If the defects are so severe that it would require excessive thinning of the board then it would not cut the mustard.

Chip Lindley
05-18-2010, 2:50 AM
Rick, Thanks! That's new information for me. It sounds like your wood is within *Select* specifications after you joint and plane it. I buy *country* lumber that has been sawed and stored in barns, etc. I seldom buy anything better than No.1 Common for cabinet work from mills.

Another thought: the seller had no control over moisture, heat or cold that may have affected your wood after it left his premises on the truck.

Brian Tymchak
05-18-2010, 12:33 PM
Agreed Rick, sounds like a moisture (or drying) issue.

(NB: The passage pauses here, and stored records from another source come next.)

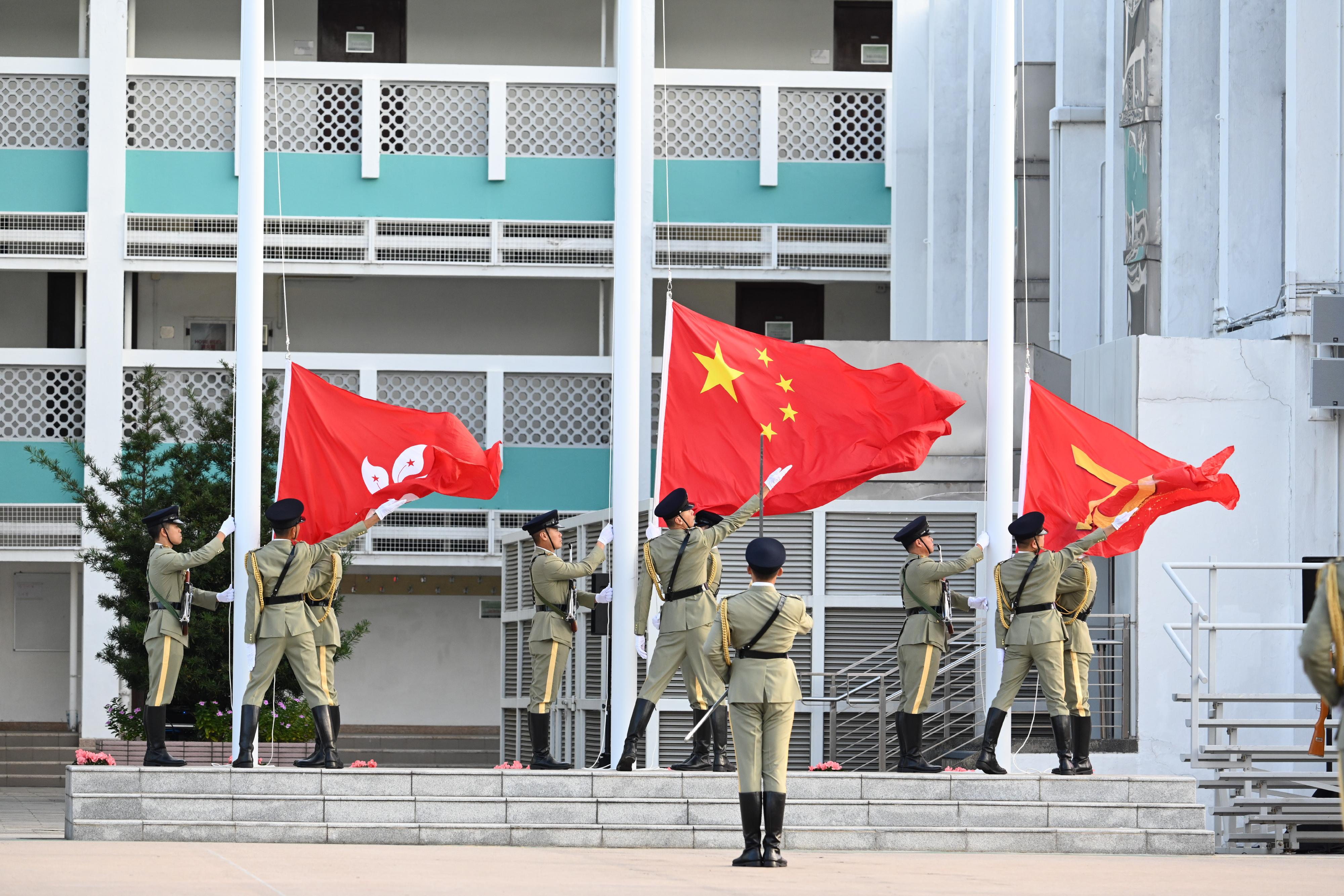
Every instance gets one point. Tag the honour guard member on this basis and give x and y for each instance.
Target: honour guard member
(556, 598)
(319, 600)
(1075, 600)
(1026, 585)
(677, 563)
(748, 647)
(1323, 644)
(928, 600)
(280, 625)
(696, 690)
(171, 602)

My first thought as well. If it is severely cupped, etc., I would also consider that the wood may be case-hardened and will wig out on you when you rip it.

Brian

Rick Akl
05-18-2010, 1:47 PM
I quit dilly dallying and ordered a j-2000 that was on sale for $208. Come Friday we'll see how uniform it is.

Howard Acheson
05-18-2010, 4:06 PM
>>>>> and the cupping is either better than I remembered it or it straightened out a little bit.

Remember, the wood was shipped to you. It was obviously in some other somewhat different environment where it had acclimated. During shipping, it was again obviously in a different environment and wood will move when it finds itself in a new place.

Stack and sticker your wood for a few weeks and it will probably flatten out.

Peter Quinn
05-18-2010, 8:14 PM
Hard maple is not the most stable of species. I have never seen 8/4 that wasn't cupped, and rarely is it very flat over its length after drying. I have turned a 2000BF pack of lumber looking for a few passage door stiles, something I could flatten over 80"-96" of length, and still come up empty or short. Unless they sent you some real twisted bananas, its probably standard fare. If you are making something that needs to be very flat over a great length and at a specific width, like door stiles for instance, and you are ordering by mail, you must be very specific of your needs and develop a strong relationship with the supplier picking the lumber.

Lumber grading relies a lot on the judgement of others, where as wood working relies primarily on the judgement of the individual working the wood. This is why I prefer to purchase wood in person if at all possible, as the general grade can be way too vague for certain projects.